Factos não provados: 1). As duas transferências, no valor total de 33.540 EUR, recebidas pela agência de viagens «Y… …» se tenham destinado ao pagamento de duas viagens, uma à … e outra às …, em nome de AK…. 2). A transferência no valor de 17.465,95 EUR, recebida pela empresa «Z…» se tenha destinado à aquisição de televisores cuja fatura foi emitida em nome de AQ…, companheira de AK…. 3). A transferência no valor de 38.000 EUR recebida pela empresa «AB…» se tenha destinado ao pagamento parcial do preço de um automóvel «Porsche …», registado em nome de Q…. 4). A Autora não tivesse um sistema de controlo interno da sua contabilidade.

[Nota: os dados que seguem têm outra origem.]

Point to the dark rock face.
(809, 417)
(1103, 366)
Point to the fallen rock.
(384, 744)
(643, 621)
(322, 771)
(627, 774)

V- DO DIREITO APLICÁVEL AOS FACTOS: DO RECURSO PRINCIPAL:
Na sentença proferida, o tribunal condenou o banco Réu no pagamento à Autora da quantia da quantia de € 3.902.251,11 EUR, acrescida de juros de mora, com fundamento na responsabilidade contratual do Banco Réu ao permitir que G…, funcionária da Autora, que não tinha poderes para realizar as transferências, sozinha, dos valores provados, o fizesse, via homebanking, não obstante ter conhecimento de tal falta de poderes, porque os poderes de movimentação da conta lhe haviam sido previamente comunicados pela Autora.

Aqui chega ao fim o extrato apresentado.